Waterfall graph of page load

What you see here is the graph of loading a Google image search over HTTP/1.1 -- while you're waiting on the initial request (top line), you speculatively open connections to lots of related domains you remember from last time. When you get the page back, you start loading resources (images, scripts, etc.) from those connections. But sometimes, the browser guesses wrong and has to open a new connection to handle a request. Sometimes it spends time opening a connection, then never uses it.

While text is great for debugging -- you can just look at the packet and see that you've misspelled something! -- it's pretty rotten for parsing. Because people do misspell things. Or use extra spaces. Or capitalize differently. Or use non-ASCII characters without telling you what text encoding they're using. You wind up in a state where it appears to mostly work, until someone fixes a bug somewhere else and then discover your site just broke.

Text is also highly compressible, which means you're sending more bytes than are really needed2. That compression problem gets many times worse if you think about the fact that you're often sending painfully large headers with every request. Cookie, User-Agent, and more -- every request, rarely changing, but still there. HTTP has had compression of bodies (the things we're uploading and downloading) for ages, but the headers remained persistently out of reach.

HTTP/2 provides three3 big improvements to the TCP mapping:

  • Binary framing: Down with text and whitespace, up with flags and four-byte integers. Harder for a human to read without help -- but far easier to build a protocol where it's clearly either right or broken.
  • Multiplexing: Rather than opening multiple pipes, let's use one pipe and label the pieces of each request/response as we put them in.
  • Header compression: Remember what headers have been used before, and provide a short (one-byte) way to say "Yeah, User-Agent hasn't changed in the last half-second." Rather than spending an equal eight bits on each possible octet, make the rare ones more expensive (27 bits for 'ø') so the common ones can be cheap (five bits for 'e').

Loading with HTTP/2

With HTTP/2, the browser can open far fewer connections, requests never wait on a new connection to open, and pages can just load faster.
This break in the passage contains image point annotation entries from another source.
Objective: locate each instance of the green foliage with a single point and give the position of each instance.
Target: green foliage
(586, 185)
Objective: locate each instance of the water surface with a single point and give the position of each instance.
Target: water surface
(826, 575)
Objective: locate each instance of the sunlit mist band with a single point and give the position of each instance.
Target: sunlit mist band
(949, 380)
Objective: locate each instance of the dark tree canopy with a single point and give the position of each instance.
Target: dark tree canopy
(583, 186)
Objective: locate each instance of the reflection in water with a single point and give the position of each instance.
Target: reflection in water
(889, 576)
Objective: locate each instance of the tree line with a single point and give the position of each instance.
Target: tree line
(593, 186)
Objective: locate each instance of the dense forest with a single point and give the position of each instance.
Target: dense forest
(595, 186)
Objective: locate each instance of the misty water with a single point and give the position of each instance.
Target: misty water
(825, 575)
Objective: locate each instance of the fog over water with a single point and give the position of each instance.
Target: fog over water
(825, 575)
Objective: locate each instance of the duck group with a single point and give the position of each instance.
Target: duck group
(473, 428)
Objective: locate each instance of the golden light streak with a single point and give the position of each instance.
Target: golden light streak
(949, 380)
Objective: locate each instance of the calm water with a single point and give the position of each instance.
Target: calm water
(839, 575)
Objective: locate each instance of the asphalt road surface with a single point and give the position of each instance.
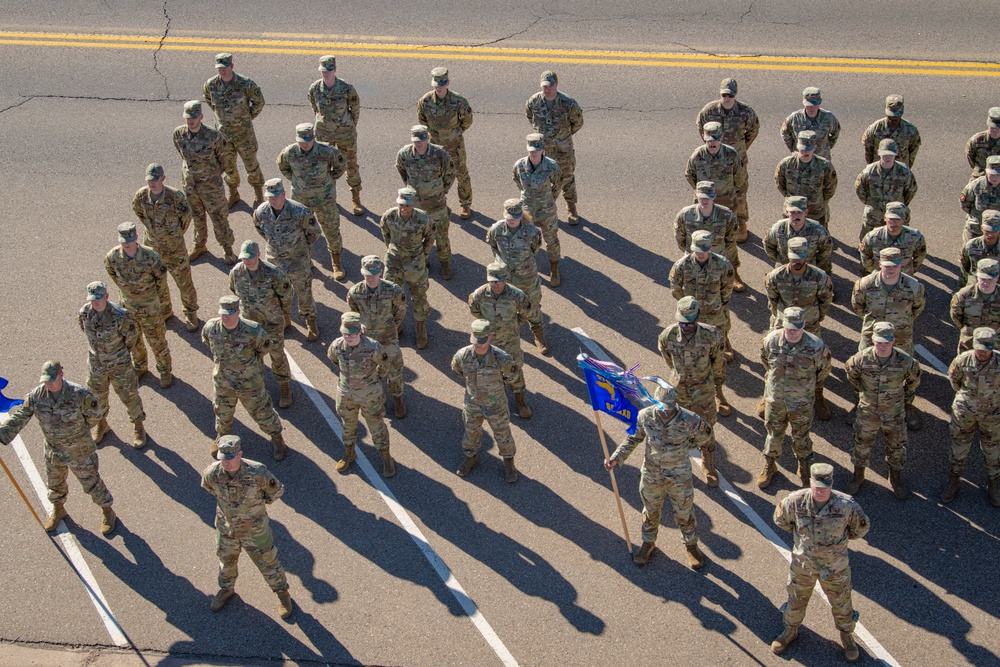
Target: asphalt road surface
(430, 569)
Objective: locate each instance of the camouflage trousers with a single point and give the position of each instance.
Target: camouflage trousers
(498, 417)
(122, 377)
(259, 545)
(868, 424)
(963, 426)
(209, 197)
(802, 576)
(777, 418)
(371, 405)
(256, 400)
(658, 483)
(411, 271)
(57, 467)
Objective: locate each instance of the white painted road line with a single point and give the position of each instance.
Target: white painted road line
(71, 549)
(874, 647)
(375, 479)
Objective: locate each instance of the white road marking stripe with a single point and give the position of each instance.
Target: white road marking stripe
(375, 479)
(872, 644)
(71, 549)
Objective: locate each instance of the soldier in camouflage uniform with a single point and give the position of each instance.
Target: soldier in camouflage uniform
(715, 218)
(111, 335)
(242, 489)
(337, 109)
(537, 176)
(237, 101)
(894, 234)
(980, 195)
(515, 242)
(204, 157)
(313, 167)
(708, 277)
(669, 431)
(165, 214)
(265, 295)
(721, 164)
(558, 117)
(975, 377)
(807, 175)
(797, 225)
(138, 272)
(886, 379)
(822, 521)
(812, 117)
(485, 370)
(238, 346)
(447, 117)
(881, 182)
(984, 144)
(428, 169)
(409, 236)
(362, 363)
(290, 229)
(506, 308)
(66, 414)
(382, 306)
(694, 354)
(796, 363)
(977, 304)
(904, 133)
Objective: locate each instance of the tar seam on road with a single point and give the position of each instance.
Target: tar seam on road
(874, 647)
(71, 549)
(366, 48)
(442, 570)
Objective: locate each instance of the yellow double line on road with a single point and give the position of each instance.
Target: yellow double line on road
(380, 49)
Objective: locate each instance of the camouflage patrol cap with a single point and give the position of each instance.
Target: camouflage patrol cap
(883, 332)
(711, 131)
(406, 196)
(249, 250)
(371, 265)
(350, 323)
(888, 147)
(687, 310)
(229, 305)
(821, 475)
(50, 371)
(96, 291)
(126, 232)
(798, 248)
(496, 272)
(793, 317)
(894, 106)
(192, 109)
(797, 204)
(154, 172)
(984, 338)
(229, 447)
(273, 187)
(701, 241)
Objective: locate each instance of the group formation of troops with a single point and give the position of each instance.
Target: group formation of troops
(252, 319)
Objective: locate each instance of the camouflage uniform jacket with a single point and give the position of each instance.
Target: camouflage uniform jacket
(696, 361)
(792, 370)
(265, 294)
(237, 353)
(111, 335)
(289, 232)
(667, 439)
(241, 498)
(382, 309)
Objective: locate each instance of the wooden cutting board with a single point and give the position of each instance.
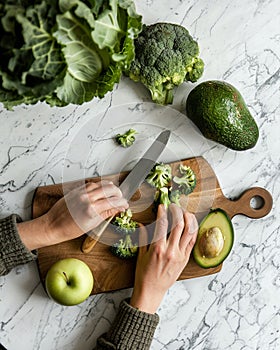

So what's all that got to do with QUIC? HTTP/2 explicitly decided not to change anything about TCP. We couldn't -- it wasn't in our charter. But that meant there were real problems that were still out of our reach. QUIC is the opposite: it's explicitly chartered to build a new transport that can be used instead of TCP. And then we'll also define how to run HTTP (still unmodified) on top of that.

  1. I wrote a draft all about that.

  2. Not to mention that we're encoding dates as the text string "Wed, 26 Apr 2017 22:44:34 GMT" rather than something sensible like an eight-byte timestamp.

  3. Then there's Server Push, but that's a topic for another day.